The images used for RPCA
Images used in this article from folder yaleB01

An image looks like this numpy array.

img1 = cv2.imread('yaleB01_P00A+000E+00.pgm',cv2.IMREAD_GRAYSCALE)
plt.imshow(img1,'gray')

print(np.shape(img1))
img1
An image as a numpy array
Numpy array of a grayscale image

The image is 192*168 or 32256 pixels. The values can range between 0 and 255, darker to lighter. We can figure out how dark or light the image is by looking at its histogram.

plt.hist(img1);

This image isn’t too dark or light but kind of in the middle.

Histogram of an image
Histogram of grayscale image

We can load additional images and see what their histograms look like (I don’t know yet either). I’ll write a simple function to make it easier to see the image along with the diagram.

def img_hists(img):
    fig, ax = plt.subplots(2) 
    ax[0].imshow(img,'gray')
    ax[1].hist(img);
img1 = cv2.imread('yaleB01_P00A+000E+00.pgm',cv2.IMREAD_GRAYSCALE)
img2 = cv2.imread('yaleB01_P00A+000E+20.pgm',cv2.IMREAD_GRAYSCALE)
img3 = cv2.imread('yaleB01_P00A+000E+45.pgm',cv2.IMREAD_GRAYSCALE)
img4 = cv2.imread('yaleB01_P00A+000E+90.pgm',cv2.IMREAD_GRAYSCALE)
img_hists(img4)
Function that shows image along with its histogram
A lot of values closer to 0

This histogram has many more values near 0 so it’s obviously darker as we can see.

Using RPCA to find outliers and / or bad values

Pick one of the images and have a look at the histogram, we want to put some outliers in it. I picked the very first image.

Histogram of image that was corrupted manually

This image has fewer very dark and very light values. Lets add 3 black teardrops because this person must have murdered at least 3 people. You can use an image editor like GIMP or Photoshop. I’ll provide my .PNG here: https://imgur.com/dhb3vJi

img_dot = cv2.imread('yaleB01_P00A+000E+00_dot.png',cv2.IMREAD_GRAYSCALE)
plt.imshow(img_dot,'gray')
img_hists(img_dot)
Histogram of image with three teardrops that Awal Premi added

Lets try RPCA on it, and see how well it does.

D_1, S_1 = RPCA(img_dot)
plt.imshow(D_1,'gray')
Image after RPCA function used on it

HEY! not too bad, we can already see some improvement. But what if we had a lot more data about the true distribution?

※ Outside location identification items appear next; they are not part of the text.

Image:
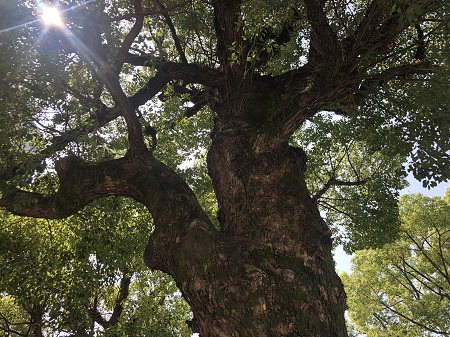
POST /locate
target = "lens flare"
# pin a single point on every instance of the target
(51, 16)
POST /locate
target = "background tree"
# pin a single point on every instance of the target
(84, 276)
(404, 288)
(121, 98)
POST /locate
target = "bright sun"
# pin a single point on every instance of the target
(51, 16)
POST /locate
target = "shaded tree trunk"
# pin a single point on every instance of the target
(269, 271)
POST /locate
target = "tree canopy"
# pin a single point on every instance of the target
(404, 287)
(84, 276)
(240, 126)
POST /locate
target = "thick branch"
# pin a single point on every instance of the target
(169, 71)
(228, 33)
(324, 41)
(336, 182)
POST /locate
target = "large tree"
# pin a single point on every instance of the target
(122, 97)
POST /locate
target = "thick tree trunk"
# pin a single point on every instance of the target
(269, 271)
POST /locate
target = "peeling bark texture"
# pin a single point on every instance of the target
(269, 271)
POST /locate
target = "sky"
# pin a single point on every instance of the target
(343, 260)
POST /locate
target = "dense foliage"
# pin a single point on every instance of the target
(403, 289)
(237, 124)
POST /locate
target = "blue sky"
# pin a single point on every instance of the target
(343, 260)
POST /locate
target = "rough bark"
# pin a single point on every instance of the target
(269, 270)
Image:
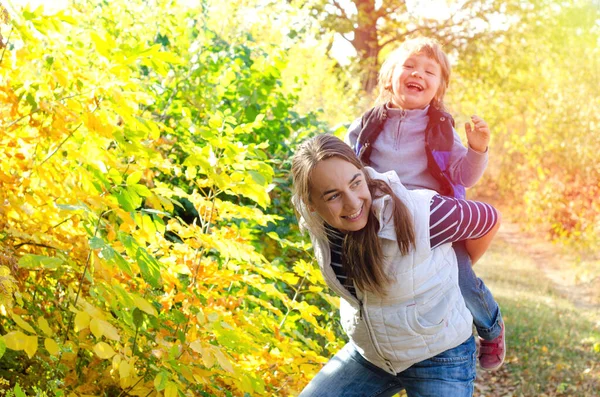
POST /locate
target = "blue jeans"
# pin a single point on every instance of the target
(478, 298)
(348, 374)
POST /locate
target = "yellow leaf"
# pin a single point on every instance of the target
(30, 345)
(15, 340)
(44, 326)
(197, 346)
(96, 328)
(223, 360)
(171, 389)
(103, 350)
(51, 346)
(82, 321)
(208, 359)
(23, 324)
(109, 331)
(125, 369)
(144, 305)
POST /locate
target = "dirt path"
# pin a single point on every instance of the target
(573, 283)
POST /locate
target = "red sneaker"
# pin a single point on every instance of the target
(492, 352)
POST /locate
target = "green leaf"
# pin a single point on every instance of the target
(149, 267)
(19, 392)
(134, 178)
(138, 317)
(160, 382)
(30, 261)
(70, 207)
(2, 346)
(96, 242)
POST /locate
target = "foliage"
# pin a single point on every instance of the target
(134, 186)
(538, 89)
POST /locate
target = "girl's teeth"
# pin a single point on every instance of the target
(355, 215)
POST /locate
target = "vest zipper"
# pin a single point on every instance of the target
(397, 140)
(363, 314)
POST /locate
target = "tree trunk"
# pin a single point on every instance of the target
(366, 43)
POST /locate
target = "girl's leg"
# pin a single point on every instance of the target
(451, 373)
(348, 374)
(478, 298)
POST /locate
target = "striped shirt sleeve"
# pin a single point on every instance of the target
(454, 219)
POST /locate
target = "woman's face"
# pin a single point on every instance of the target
(340, 195)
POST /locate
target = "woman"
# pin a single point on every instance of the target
(387, 252)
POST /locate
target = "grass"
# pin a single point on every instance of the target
(550, 341)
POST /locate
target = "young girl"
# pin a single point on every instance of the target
(410, 133)
(378, 248)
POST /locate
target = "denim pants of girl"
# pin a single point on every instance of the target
(348, 374)
(478, 298)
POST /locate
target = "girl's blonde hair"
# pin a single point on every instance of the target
(420, 45)
(362, 256)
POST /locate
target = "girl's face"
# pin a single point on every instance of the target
(340, 195)
(416, 82)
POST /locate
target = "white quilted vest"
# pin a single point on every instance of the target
(423, 312)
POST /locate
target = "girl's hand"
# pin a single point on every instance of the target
(478, 135)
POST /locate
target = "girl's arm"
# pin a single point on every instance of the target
(477, 247)
(352, 134)
(466, 164)
(456, 220)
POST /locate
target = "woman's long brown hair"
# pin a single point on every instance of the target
(363, 257)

imgs = np.concatenate([img1,img2,img3,img4,img_dot])
D, S = RPCA(imgs)

plt.imshow(D[-192:],'gray')
Image after a whole bunch of images were put into RPCA, it is visibly clearer

His murderous past is practically erased!

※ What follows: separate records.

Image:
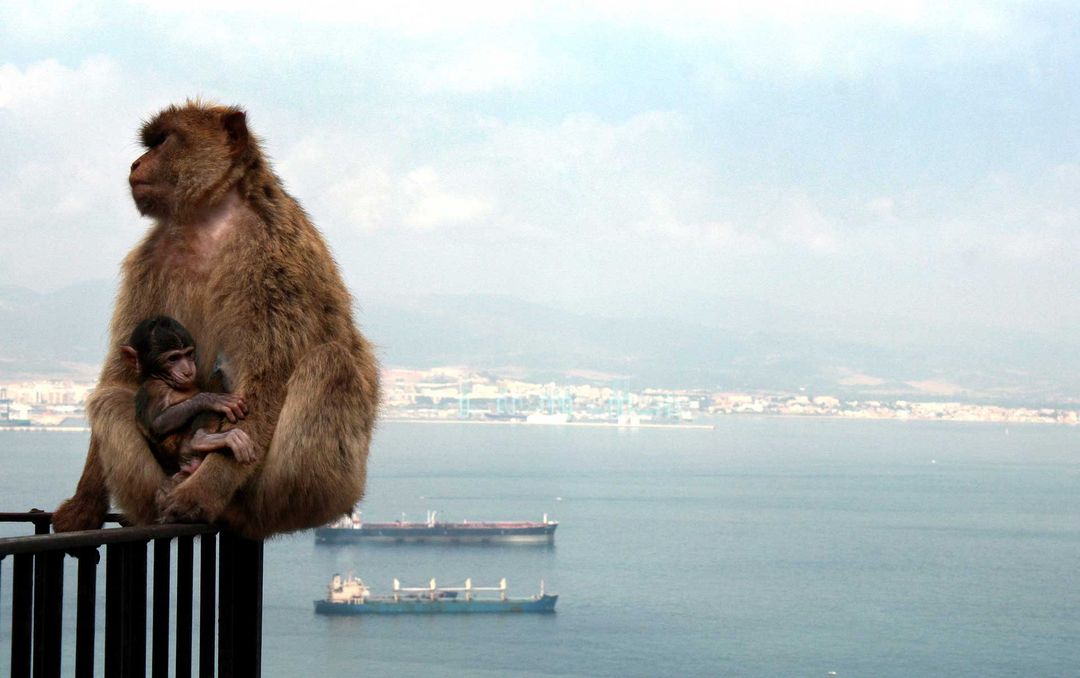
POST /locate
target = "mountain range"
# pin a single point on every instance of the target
(721, 344)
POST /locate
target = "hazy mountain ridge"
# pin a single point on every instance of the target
(64, 334)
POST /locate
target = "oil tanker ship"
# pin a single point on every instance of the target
(351, 596)
(352, 528)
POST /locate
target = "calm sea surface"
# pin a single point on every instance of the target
(763, 547)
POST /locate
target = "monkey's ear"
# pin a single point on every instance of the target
(235, 126)
(131, 355)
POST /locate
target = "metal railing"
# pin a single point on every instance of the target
(230, 593)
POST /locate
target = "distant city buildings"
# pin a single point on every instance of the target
(455, 393)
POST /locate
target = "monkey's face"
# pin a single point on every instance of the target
(151, 181)
(177, 368)
(191, 150)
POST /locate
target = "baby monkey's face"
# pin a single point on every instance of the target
(177, 368)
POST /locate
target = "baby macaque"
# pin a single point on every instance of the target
(181, 423)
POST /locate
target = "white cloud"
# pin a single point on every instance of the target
(478, 68)
(802, 224)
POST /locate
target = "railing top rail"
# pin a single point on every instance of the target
(69, 541)
(36, 515)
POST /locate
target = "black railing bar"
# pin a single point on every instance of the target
(46, 516)
(85, 613)
(67, 541)
(22, 617)
(185, 579)
(159, 648)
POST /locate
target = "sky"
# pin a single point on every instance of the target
(919, 160)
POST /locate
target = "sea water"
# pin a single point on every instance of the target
(765, 546)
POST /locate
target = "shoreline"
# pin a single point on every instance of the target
(604, 424)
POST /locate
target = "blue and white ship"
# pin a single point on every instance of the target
(349, 595)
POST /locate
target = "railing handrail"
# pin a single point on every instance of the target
(68, 541)
(229, 585)
(37, 515)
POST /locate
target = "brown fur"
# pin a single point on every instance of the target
(235, 259)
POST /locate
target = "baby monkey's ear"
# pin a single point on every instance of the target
(132, 356)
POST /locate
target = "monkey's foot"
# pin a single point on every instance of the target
(80, 513)
(185, 504)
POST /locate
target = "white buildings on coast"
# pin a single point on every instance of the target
(451, 393)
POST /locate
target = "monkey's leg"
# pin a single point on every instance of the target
(86, 509)
(119, 462)
(315, 468)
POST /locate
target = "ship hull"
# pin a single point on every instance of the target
(390, 532)
(441, 606)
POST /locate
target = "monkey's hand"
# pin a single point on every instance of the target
(243, 449)
(161, 498)
(81, 512)
(229, 405)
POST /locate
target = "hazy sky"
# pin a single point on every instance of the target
(916, 159)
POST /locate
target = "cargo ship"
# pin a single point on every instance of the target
(349, 595)
(352, 528)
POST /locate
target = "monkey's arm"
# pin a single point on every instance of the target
(176, 417)
(233, 439)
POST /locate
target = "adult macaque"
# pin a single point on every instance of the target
(180, 422)
(235, 259)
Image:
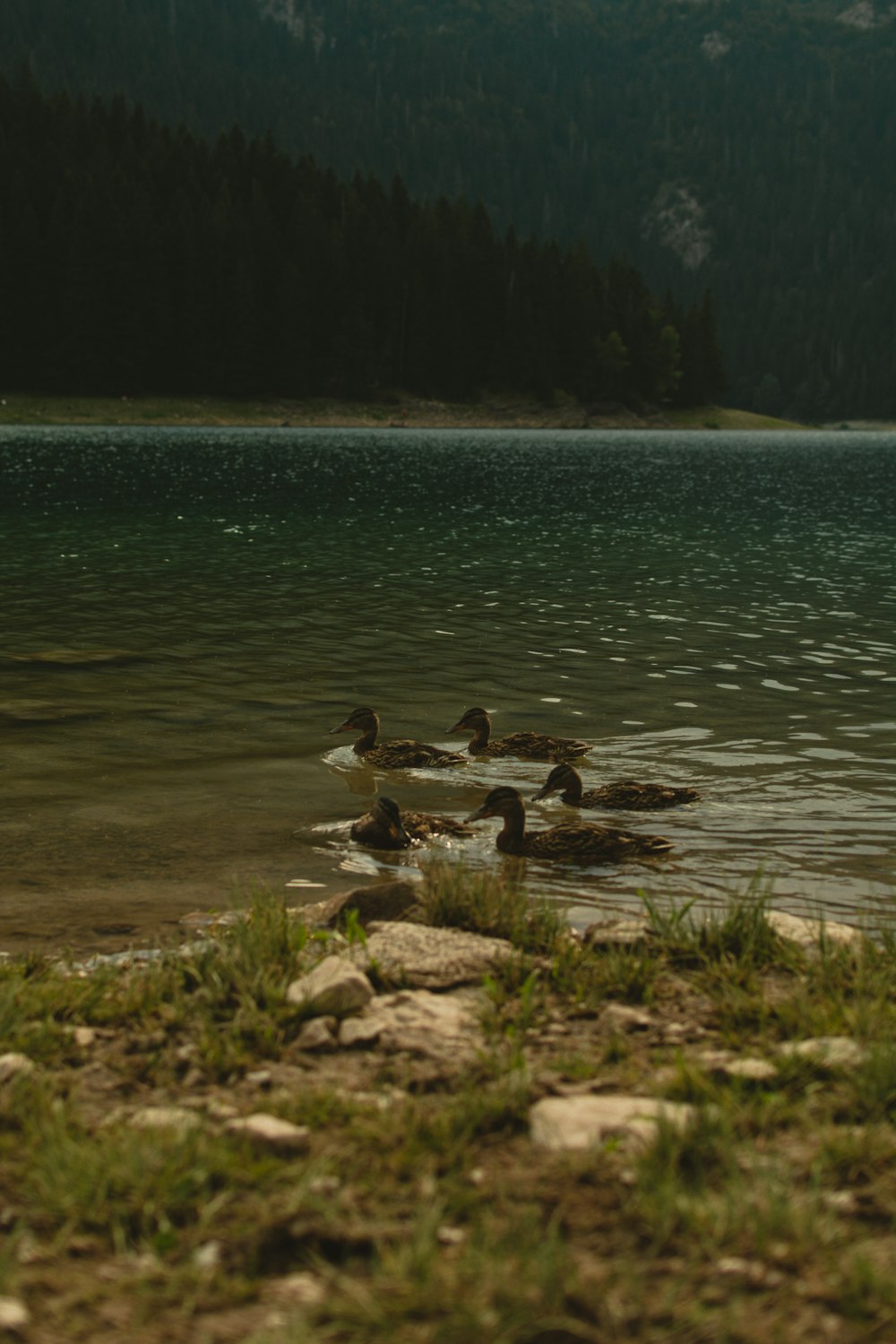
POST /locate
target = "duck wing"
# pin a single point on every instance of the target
(587, 843)
(421, 825)
(403, 754)
(538, 746)
(638, 797)
(371, 832)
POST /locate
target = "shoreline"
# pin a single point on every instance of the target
(395, 413)
(405, 1121)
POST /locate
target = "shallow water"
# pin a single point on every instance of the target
(188, 612)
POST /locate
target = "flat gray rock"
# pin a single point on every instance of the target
(430, 959)
(809, 933)
(578, 1123)
(381, 900)
(15, 1064)
(419, 1021)
(271, 1132)
(829, 1051)
(622, 932)
(164, 1117)
(332, 989)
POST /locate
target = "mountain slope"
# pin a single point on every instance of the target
(742, 145)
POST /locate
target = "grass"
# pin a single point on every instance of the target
(398, 409)
(421, 1209)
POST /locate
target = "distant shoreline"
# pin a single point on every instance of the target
(395, 413)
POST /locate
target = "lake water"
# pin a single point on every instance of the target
(187, 613)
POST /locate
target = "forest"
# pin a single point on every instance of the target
(147, 260)
(742, 147)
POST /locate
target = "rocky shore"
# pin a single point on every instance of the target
(437, 1115)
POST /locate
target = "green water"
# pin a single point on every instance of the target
(187, 613)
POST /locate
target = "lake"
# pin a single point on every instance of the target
(188, 612)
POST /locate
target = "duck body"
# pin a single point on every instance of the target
(525, 745)
(386, 827)
(398, 754)
(573, 841)
(622, 795)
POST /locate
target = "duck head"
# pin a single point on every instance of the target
(471, 720)
(359, 720)
(562, 777)
(387, 812)
(500, 803)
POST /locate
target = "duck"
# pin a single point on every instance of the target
(386, 827)
(527, 746)
(571, 841)
(398, 754)
(622, 793)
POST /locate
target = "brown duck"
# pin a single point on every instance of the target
(400, 754)
(573, 841)
(622, 793)
(386, 827)
(527, 746)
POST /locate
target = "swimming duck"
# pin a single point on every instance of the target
(528, 746)
(386, 827)
(622, 793)
(400, 754)
(575, 841)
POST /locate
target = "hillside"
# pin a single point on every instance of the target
(740, 145)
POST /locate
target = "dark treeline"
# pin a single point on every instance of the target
(745, 147)
(142, 260)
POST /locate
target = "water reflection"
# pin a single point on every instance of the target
(708, 612)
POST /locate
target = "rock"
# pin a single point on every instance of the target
(622, 1018)
(38, 711)
(751, 1070)
(726, 1064)
(15, 1066)
(419, 1021)
(317, 1034)
(207, 1257)
(828, 1051)
(13, 1316)
(608, 932)
(260, 1078)
(754, 1271)
(74, 658)
(430, 959)
(384, 900)
(333, 988)
(575, 1123)
(271, 1132)
(810, 933)
(164, 1117)
(298, 1289)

Lets quickly see how the high dimensional data was split into a linear combination of two matrices. Looking at the sparse outlier matrix is interesting too.

ffig, ax = plt.subplots(1,3,figsize=(6,10))
plt.title('Matrix split into X = D+S')
ax[0].imshow(D,'gray')
ax[1].imshow(S,'gray')
ax[2].imshow(D+S,'gray')
The images split into a data matrix and a sparse matrix with outliers.

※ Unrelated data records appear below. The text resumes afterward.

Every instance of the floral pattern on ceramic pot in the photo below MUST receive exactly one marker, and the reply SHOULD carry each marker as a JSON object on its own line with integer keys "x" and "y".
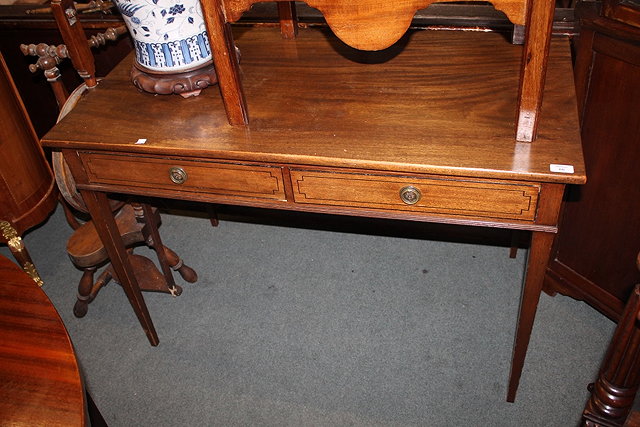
{"x": 168, "y": 35}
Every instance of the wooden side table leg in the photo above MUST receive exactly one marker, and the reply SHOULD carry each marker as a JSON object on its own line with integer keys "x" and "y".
{"x": 19, "y": 251}
{"x": 288, "y": 19}
{"x": 539, "y": 252}
{"x": 155, "y": 242}
{"x": 105, "y": 224}
{"x": 534, "y": 68}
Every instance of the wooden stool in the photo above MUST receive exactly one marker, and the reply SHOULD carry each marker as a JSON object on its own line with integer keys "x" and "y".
{"x": 88, "y": 253}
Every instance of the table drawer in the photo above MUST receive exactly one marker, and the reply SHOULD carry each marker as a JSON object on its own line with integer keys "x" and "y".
{"x": 471, "y": 198}
{"x": 211, "y": 177}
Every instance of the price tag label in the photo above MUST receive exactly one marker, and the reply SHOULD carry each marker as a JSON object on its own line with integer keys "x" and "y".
{"x": 561, "y": 168}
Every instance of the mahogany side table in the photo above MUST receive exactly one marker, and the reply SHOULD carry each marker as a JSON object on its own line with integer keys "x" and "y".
{"x": 392, "y": 134}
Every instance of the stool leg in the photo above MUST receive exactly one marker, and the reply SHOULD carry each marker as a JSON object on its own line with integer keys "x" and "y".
{"x": 87, "y": 289}
{"x": 176, "y": 264}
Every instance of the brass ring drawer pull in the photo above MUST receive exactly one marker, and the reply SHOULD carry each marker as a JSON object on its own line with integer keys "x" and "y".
{"x": 177, "y": 175}
{"x": 410, "y": 195}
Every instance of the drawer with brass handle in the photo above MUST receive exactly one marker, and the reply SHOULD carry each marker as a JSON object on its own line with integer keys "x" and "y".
{"x": 420, "y": 194}
{"x": 211, "y": 177}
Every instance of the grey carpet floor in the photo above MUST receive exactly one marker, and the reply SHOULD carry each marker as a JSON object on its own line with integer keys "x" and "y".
{"x": 310, "y": 325}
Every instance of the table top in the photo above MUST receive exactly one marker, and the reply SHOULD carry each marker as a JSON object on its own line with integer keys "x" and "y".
{"x": 40, "y": 381}
{"x": 437, "y": 102}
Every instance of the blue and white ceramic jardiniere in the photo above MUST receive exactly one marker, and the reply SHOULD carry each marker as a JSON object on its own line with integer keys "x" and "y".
{"x": 168, "y": 35}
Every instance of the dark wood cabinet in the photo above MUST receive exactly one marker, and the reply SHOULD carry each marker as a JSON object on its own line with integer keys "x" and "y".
{"x": 599, "y": 235}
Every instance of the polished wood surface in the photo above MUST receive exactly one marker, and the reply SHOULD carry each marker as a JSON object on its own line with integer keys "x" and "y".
{"x": 394, "y": 134}
{"x": 317, "y": 101}
{"x": 40, "y": 383}
{"x": 597, "y": 267}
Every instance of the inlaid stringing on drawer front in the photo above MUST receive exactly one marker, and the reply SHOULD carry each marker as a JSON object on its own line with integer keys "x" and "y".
{"x": 477, "y": 198}
{"x": 212, "y": 177}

PS: This dude is likely a yale student or maybe a researcher, not a murderer for those who needed clarification.

What you learned

  • Main idea behind PCA
  • Why PCA has outliers
  • How minimising nuclear and L1 norms for the respective matrices can improve your principal components
  • How to think flexibly about RPCA, such as removing outliers from images

Amazing work, now go forth and experiment.

References

BTW I’m not affiliated in any way nor do I monetise any links for personal gain.

https://www.youtube.com/watch?v=yDpz0PqULXQ&t=283s – Video about RPCA by one of the authors of the following book. Has link to the book in his description.

Brunton, S.L. and Kutz, J.N., 2019. Data-driven science and engineering: Machine learning, dynamical systems, and control. Cambridge University Press.

Seminal paper:
Candès, E.J., Li, X., Ma, Y. and Wright, J., 2011. Robust principal component analysis?. Journal of the ACM (JACM)58(3), pp.1-37.